We first apply K-means clustering to distinguish between sea ice and leads in Sentinel-2 imagery.
!pip install rasterio
import rasterio
import numpy as np
from sklearn.cluster import KMeans
import matplotlib.pyplot as plt
base_path = "/content/drive/MyDrive/GEOL0069/week4/Week_4/S2A_MSIL1C_20190301T235611_N0207_R116_T01WCU_20190302T014622.SAFE/S2A_MSIL1C_20190301T235611_N0207_R116_T01WCU_20190302T014622.SAFE/GRANULE/L1C_T01WCU_A019275_20190301T235610/IMG_DATA/" # You need to specify the path
bands_paths = {
'B4': base_path + 'T01WCU_20190301T235611_B04.jp2',
'B3': base_path + 'T01WCU_20190301T235611_B03.jp2',
'B2': base_path + 'T01WCU_20190301T235611_B02.jp2'
}
# Read and stack the band images
band_data = []
for band in ['B4', 'B3', 'B2']:
with rasterio.open(bands_paths[band]) as src:
band_data.append(src.read(1))
# Stack bands and create a mask for valid data (non-zero values in all bands)

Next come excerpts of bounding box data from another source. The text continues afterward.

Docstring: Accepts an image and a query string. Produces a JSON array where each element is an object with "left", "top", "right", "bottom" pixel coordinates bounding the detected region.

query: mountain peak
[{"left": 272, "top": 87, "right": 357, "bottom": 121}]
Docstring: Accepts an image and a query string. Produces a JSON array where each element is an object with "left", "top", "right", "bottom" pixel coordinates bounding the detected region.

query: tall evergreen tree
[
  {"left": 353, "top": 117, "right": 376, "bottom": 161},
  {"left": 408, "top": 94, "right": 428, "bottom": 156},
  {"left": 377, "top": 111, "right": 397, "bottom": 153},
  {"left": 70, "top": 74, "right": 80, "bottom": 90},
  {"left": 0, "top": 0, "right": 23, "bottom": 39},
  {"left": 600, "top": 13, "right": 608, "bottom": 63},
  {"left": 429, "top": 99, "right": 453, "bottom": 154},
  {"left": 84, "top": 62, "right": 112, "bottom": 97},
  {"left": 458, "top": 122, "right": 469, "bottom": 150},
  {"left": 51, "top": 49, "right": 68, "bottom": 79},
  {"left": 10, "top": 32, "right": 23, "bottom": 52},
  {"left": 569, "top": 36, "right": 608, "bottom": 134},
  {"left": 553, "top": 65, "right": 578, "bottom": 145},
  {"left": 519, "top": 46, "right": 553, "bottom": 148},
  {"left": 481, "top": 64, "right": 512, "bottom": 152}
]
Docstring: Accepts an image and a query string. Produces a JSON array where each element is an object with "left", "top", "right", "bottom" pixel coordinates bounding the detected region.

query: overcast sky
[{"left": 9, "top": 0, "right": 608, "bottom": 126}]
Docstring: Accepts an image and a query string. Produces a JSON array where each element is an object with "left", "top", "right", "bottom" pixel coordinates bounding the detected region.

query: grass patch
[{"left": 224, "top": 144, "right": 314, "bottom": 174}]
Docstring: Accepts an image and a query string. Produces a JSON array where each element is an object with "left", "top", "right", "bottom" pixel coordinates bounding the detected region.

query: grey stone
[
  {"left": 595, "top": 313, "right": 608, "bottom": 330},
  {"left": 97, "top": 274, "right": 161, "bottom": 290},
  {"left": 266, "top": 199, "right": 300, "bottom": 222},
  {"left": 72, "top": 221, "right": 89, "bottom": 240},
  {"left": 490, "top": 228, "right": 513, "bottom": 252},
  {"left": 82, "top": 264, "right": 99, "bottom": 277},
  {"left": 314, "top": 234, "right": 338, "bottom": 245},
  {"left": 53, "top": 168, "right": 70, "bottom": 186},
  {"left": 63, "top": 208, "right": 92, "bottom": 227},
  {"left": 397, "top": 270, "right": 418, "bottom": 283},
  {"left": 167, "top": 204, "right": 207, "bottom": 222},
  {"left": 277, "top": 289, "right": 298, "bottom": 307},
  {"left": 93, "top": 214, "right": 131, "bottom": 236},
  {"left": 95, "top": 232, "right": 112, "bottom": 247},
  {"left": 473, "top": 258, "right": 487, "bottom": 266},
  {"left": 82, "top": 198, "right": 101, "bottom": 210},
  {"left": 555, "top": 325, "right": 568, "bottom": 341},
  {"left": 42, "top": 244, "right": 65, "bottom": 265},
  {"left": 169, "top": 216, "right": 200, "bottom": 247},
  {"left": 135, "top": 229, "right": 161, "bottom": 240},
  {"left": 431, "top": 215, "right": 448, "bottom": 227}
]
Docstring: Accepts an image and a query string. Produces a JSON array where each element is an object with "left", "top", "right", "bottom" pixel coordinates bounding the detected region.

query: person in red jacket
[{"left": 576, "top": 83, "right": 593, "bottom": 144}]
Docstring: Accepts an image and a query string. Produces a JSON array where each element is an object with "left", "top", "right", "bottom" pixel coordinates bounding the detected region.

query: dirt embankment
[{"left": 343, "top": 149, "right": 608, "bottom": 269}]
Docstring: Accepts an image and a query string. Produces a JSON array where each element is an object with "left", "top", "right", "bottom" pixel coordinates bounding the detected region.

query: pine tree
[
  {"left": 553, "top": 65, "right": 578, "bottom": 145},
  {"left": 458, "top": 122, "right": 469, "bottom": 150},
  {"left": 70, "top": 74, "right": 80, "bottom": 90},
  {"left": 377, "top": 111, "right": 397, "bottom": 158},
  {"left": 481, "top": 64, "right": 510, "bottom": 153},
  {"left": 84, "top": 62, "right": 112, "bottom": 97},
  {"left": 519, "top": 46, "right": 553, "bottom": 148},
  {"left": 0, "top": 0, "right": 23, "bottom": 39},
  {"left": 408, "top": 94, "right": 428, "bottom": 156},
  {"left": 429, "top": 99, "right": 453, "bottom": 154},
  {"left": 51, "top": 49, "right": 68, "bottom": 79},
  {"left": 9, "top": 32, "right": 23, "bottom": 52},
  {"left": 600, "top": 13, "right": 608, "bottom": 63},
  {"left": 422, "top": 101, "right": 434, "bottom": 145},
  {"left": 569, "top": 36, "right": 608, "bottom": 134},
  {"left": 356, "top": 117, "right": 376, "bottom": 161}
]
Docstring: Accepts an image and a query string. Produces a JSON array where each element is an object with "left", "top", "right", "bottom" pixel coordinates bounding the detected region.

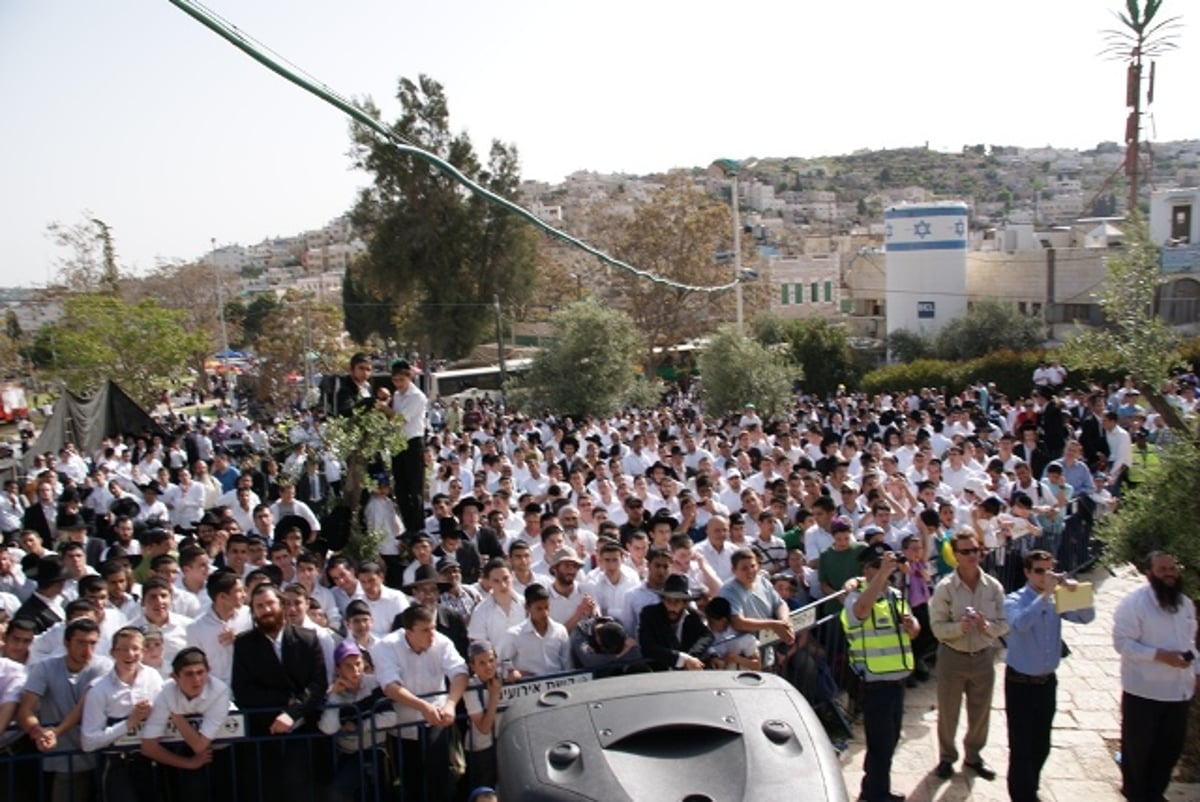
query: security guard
[{"left": 841, "top": 543, "right": 920, "bottom": 802}]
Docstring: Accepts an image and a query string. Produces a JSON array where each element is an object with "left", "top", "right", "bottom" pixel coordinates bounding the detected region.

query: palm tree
[{"left": 1102, "top": 0, "right": 1181, "bottom": 211}]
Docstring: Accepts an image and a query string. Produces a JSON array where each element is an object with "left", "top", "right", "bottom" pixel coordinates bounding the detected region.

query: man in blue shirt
[{"left": 1004, "top": 550, "right": 1096, "bottom": 802}]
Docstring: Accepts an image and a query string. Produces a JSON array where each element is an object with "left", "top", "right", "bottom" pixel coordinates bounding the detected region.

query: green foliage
[
  {"left": 764, "top": 318, "right": 859, "bottom": 396},
  {"left": 1062, "top": 213, "right": 1183, "bottom": 388},
  {"left": 936, "top": 299, "right": 1045, "bottom": 359},
  {"left": 350, "top": 76, "right": 538, "bottom": 358},
  {"left": 1096, "top": 439, "right": 1200, "bottom": 585},
  {"left": 505, "top": 300, "right": 646, "bottom": 417},
  {"left": 888, "top": 329, "right": 936, "bottom": 363},
  {"left": 36, "top": 294, "right": 211, "bottom": 405},
  {"left": 698, "top": 325, "right": 799, "bottom": 415}
]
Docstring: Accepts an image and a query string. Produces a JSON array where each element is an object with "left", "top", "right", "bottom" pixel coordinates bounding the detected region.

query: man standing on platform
[
  {"left": 1004, "top": 550, "right": 1096, "bottom": 802},
  {"left": 388, "top": 359, "right": 427, "bottom": 532},
  {"left": 1112, "top": 551, "right": 1200, "bottom": 802}
]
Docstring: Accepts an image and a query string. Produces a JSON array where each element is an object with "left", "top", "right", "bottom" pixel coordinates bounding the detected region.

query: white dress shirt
[
  {"left": 184, "top": 606, "right": 253, "bottom": 683},
  {"left": 371, "top": 629, "right": 467, "bottom": 741},
  {"left": 79, "top": 665, "right": 162, "bottom": 752},
  {"left": 1112, "top": 585, "right": 1200, "bottom": 701},
  {"left": 498, "top": 618, "right": 571, "bottom": 676}
]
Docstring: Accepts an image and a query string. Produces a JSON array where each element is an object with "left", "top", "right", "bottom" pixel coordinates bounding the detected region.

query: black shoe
[{"left": 962, "top": 758, "right": 996, "bottom": 782}]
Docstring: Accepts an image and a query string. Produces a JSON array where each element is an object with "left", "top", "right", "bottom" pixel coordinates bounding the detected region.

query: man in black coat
[
  {"left": 13, "top": 555, "right": 71, "bottom": 635},
  {"left": 637, "top": 574, "right": 713, "bottom": 671},
  {"left": 230, "top": 585, "right": 328, "bottom": 802}
]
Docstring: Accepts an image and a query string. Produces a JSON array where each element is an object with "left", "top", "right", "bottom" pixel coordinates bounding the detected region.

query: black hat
[
  {"left": 275, "top": 515, "right": 312, "bottom": 540},
  {"left": 344, "top": 599, "right": 371, "bottom": 621},
  {"left": 454, "top": 496, "right": 484, "bottom": 517},
  {"left": 858, "top": 543, "right": 895, "bottom": 563},
  {"left": 647, "top": 507, "right": 679, "bottom": 532},
  {"left": 655, "top": 574, "right": 700, "bottom": 602},
  {"left": 104, "top": 545, "right": 142, "bottom": 568},
  {"left": 54, "top": 513, "right": 88, "bottom": 531},
  {"left": 402, "top": 563, "right": 438, "bottom": 593},
  {"left": 30, "top": 556, "right": 71, "bottom": 588}
]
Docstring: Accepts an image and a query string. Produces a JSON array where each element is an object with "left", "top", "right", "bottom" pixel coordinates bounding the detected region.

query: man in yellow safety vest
[{"left": 841, "top": 543, "right": 920, "bottom": 802}]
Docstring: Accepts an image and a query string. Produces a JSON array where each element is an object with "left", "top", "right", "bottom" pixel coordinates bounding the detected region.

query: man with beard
[
  {"left": 1004, "top": 550, "right": 1096, "bottom": 802},
  {"left": 230, "top": 583, "right": 328, "bottom": 802},
  {"left": 637, "top": 574, "right": 713, "bottom": 671},
  {"left": 1108, "top": 551, "right": 1200, "bottom": 802}
]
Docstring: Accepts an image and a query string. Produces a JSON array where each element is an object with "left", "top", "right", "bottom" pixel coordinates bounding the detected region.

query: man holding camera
[
  {"left": 929, "top": 532, "right": 1008, "bottom": 780},
  {"left": 841, "top": 543, "right": 920, "bottom": 802},
  {"left": 1112, "top": 551, "right": 1200, "bottom": 802},
  {"left": 1004, "top": 550, "right": 1096, "bottom": 802}
]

band_stack = np.dstack(band_data)
valid_data_mask = np.all(band_stack > 0, axis=2)
# Reshape for K-means, only including valid data
X = band_stack[valid_data_mask].reshape((-1, 3))
# K-means clustering
kmeans = KMeans(n_clusters=2, random_state=0).fit(X)
labels = kmeans.labels_
# Create an empty array for the result, filled with a no-data value (e.g., -1)
labels_image = np.full(band_stack.shape[:2], -1, dtype=int)
# Place cluster labels in the locations corresponding to valid data
labels_image[valid_data_mask] = labels
# Plotting the result
plt.imshow(labels_image, cmap='viridis')
plt.title('K-means clustering on Sentinel-2 Bands')
plt.colorbar(label='Cluster Label')
plt.show()
Next, we apply Gaussian Mixture Models (GMM) to distinguish between sea ice and leads in Sentinel-2 imagery.
import rasterio
import numpy as np
from sklearn.mixture import GaussianMixture
import matplotlib.pyplot as plt
# Paths to the band images
# Paths to the band images
base_path = "/content/drive/MyDrive/GEOL0069/week4/Week_4/S2A_MSIL1C_20190301T235611_N0207_R116_T01WCU_20190302T014622.SAFE/S2A_MSIL1C_20190301T235611_N0207_R116_T01WCU_20190302T014622.SAFE/GRANULE/L1C_T01WCU_A019275_20190301T235610/IMG_DATA/" # You need to specify the path
bands_paths = {
'B4': base_path + 'T01WCU_20190301T235611_B04.jp2',
'B3': base_path + 'T01WCU_20190301T235611_B03.jp2',
'B2': base_path + 'T01WCU_20190301T235611_B02.jp2'
}
# Read and stack the band images
band_data = []
for band in ['B4', 'B3', 'B2']:
with rasterio.open(bands_paths[band]) as src:
band_data.append(src.read(1))
# Stack bands and create a mask for valid data (non-zero values in all bands)
band_stack = np.dstack(band_data)
valid_data_mask = np.all(band_stack > 0, axis=2)
# Reshape for GMM, only including valid data
X = band_stack[valid_data_mask].reshape((-1, 3))
# GMM clustering
gmm = GaussianMixture(n_components=2, random_state=0).fit(X)
labels = gmm.predict(X)
# Create an empty array for the result, filled with a no-data value (e.g., -1)
labels_image = np.full(band_stack.shape[:2], -1, dtype=int)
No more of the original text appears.